"Open science" encompasses efforts on the part of scientists to improve reproducibility of original research. This includes publishing data sets, providing free and open access to resulting publications, and releasing code under open source licenses. Proprietary software and closely guarded datasets have given way to vibrant open source communities and open access journals.
Applications in big data, however, have been uniquely challenging to incorporating into open science. These complications include datasets too large to host publicly, extensive codebases in highly customized compute platforms, and lack of available computing resources to efficiently replicate the original research environment.
Open source big data analytics frameworks, such as Apache Hadoop and Apache Spark, have been the first steps in the democratization of big data and its inclusion in open science. New peer-to-peer protocols and open data repositories have appeared, and platforms for serving interactive scientific notebooks and open repositories for containerized applications have enabled scientists to publish entire virtual research environments.
This workshop will focus on the current practices of and future directions for democratizing big data analytics and improving reproducibility of research in big data. This includes, but is not limited to:
- Fundamental research in big data that makes significant use of or extends open source frameworks in big data analytics (e.g. Spark, Hadoop)

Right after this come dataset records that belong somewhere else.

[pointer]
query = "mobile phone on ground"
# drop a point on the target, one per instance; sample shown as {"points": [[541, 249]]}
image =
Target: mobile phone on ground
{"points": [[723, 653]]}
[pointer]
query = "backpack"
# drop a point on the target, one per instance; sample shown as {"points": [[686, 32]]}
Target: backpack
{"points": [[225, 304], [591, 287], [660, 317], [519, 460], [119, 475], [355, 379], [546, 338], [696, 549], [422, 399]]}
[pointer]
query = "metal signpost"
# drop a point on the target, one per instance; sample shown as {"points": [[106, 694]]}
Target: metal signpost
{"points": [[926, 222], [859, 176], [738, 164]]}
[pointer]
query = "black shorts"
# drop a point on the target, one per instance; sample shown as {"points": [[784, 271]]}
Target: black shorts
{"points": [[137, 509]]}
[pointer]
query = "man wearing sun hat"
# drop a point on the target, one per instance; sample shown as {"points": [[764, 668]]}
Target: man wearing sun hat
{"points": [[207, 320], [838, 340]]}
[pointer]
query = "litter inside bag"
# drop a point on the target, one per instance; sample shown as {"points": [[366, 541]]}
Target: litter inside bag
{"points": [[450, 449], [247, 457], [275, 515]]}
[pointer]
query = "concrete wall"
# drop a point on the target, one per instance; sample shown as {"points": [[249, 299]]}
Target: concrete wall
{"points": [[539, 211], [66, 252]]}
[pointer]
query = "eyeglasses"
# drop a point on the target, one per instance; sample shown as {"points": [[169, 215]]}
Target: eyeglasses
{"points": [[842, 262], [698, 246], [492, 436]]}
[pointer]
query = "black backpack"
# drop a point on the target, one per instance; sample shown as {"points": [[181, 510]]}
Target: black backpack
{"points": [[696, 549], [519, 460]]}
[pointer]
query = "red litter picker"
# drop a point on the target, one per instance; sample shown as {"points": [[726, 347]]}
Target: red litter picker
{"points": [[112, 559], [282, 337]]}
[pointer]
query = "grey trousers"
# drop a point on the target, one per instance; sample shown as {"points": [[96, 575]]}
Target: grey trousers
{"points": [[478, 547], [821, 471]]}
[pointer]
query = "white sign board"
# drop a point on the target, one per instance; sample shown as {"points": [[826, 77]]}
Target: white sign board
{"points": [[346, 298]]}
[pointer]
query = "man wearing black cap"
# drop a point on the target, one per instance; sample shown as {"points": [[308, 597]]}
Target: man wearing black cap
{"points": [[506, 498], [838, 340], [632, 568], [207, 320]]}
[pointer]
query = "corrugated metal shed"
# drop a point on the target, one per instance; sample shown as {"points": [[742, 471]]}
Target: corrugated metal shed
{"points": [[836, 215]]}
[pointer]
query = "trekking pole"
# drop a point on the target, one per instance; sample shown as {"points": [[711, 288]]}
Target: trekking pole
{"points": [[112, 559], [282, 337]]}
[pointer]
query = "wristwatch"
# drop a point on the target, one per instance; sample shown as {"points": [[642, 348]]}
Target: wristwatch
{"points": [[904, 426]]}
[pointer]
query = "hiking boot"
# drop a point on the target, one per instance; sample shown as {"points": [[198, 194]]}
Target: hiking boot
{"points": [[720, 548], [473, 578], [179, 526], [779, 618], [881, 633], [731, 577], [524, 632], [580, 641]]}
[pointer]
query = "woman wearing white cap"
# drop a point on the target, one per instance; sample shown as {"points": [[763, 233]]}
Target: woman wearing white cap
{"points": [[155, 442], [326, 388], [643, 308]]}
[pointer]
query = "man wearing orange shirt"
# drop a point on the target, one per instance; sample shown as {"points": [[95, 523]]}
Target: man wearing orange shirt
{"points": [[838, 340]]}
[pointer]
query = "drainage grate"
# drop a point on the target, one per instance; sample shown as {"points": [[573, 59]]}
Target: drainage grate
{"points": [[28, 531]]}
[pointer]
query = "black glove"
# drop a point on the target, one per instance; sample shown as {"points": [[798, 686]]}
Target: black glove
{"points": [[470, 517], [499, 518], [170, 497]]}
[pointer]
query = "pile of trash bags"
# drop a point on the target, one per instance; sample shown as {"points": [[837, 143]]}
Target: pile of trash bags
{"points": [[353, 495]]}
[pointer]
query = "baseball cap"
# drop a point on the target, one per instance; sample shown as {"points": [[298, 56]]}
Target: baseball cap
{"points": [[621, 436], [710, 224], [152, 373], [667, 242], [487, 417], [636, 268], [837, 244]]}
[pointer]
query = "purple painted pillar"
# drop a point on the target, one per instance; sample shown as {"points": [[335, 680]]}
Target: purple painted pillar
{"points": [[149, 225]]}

- Open source tools and subprojects developed for specific big data use-cases (e.g. DL4J, thunder)
- Next-generation open source big data paradigms (e.g. Beam, Flink, Apex)
- Open source tools and methods for creating, sharing, and maintaining large and open datasets (e.g. dat)
- Open cloud resources for interacting with big data (e.g. mybinder)
- Containerized and open source big data applications and environments (e.g. Docker)
- Other open science use cases in big data analytics
In short: the OSBD workshop solicits papers in big data analytics that have significant open source / open science components.